Greenwood: How to work smarter
By analyzing your shop’s accountability, you can earn thousands more per year. Here’s how.
Too many shop owners spend all their time working “in” their business and not “on” their business. There really is a difference. One method is known as working hard, and the other method is known as working smart.
Each month, a good shop operator will analyze their business’s numbers. The time spent on this analysis will make the business money – if the information is prepared in such a way that the owner/manager can compare the operation with targets set to maximize the shop’s net profits.
The question many people ask these days is, “What should be measured to ensure that I’m maximizing productivity and profits of my shop?”
In this Part One of two articles, I will lay out seven important areas of the business to examine. In Part Two, I’ll give you more of what to measure properly every month so that you can see the trend line develop.
The following, then, is a checklist of items to consider measuring. Keep in mind that, as the old saying goes, “If you can’t measure it, you can’t manage it.” So get focused and properly measure your business to help you make the correct management decisions to move forward and achieve what you want to achieve.
Labor Rates: fluid service rate, tire install rate, maintenance rate, diagnostic/analyst rate and re-flash rate. Are you up-to-date on the correct calculations used to set your labor rates based on the true cost, per-billed-hour, to operate the shop, which is affected by the efficiencies of the operation? Or are you still using the old multiples based on the amount paid hourly to the technicians?
Effective Labor Rate: What are you really achieving in your labor rate after it’s measured against the shop’s potential? It’s critical to understand how to calculate the shop’s potential number.
Number of Invoices/Repair Orders (ROs) Written Each Month: Are you controlling your volume, or are you missing potential revenue because the shop is too busy?
Average Labor Hours Billed Per RO: Are you measuring productivity accurately or just sales?
Average Sales and Gross Profit Per Invoice: What are you really netting on that average sale in your shop?
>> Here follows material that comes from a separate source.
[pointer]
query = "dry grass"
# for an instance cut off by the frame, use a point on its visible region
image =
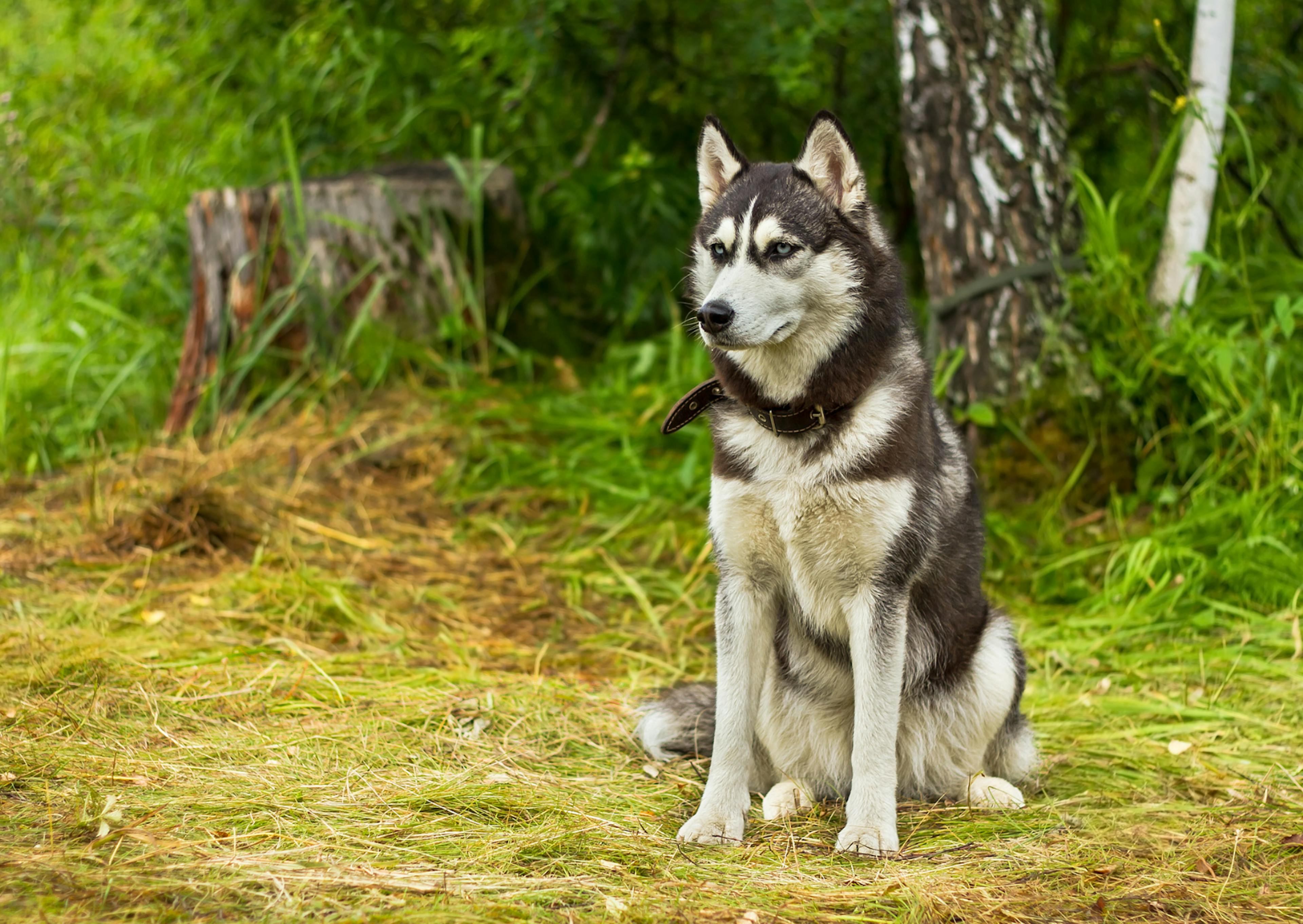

Is it growing or shrinking? Measure the total gross-profit dollars from the RO and subtract your total cost per-billed-hour. times the number of hours billed on the RO.
Average Labor Produced Per Technician: Are your people above or below average, and are they improving as their knowledge increases? It’s acknowledged that a competent technician can beat the flat rate of basic maintenance work by at least 20 percent, so are you achieving eight hours billed for eight hours worked? If not, why not?
Daily Operating Expense of the Shop: What does it cost to turn that key in the door every morning? Are you giving more thought to the common-sense expenses of the shop?
These are some starters. In Part Two, I’ll conclude with how to work on your weaknesses so that each month you can have a good idea of where your shop is headed this year.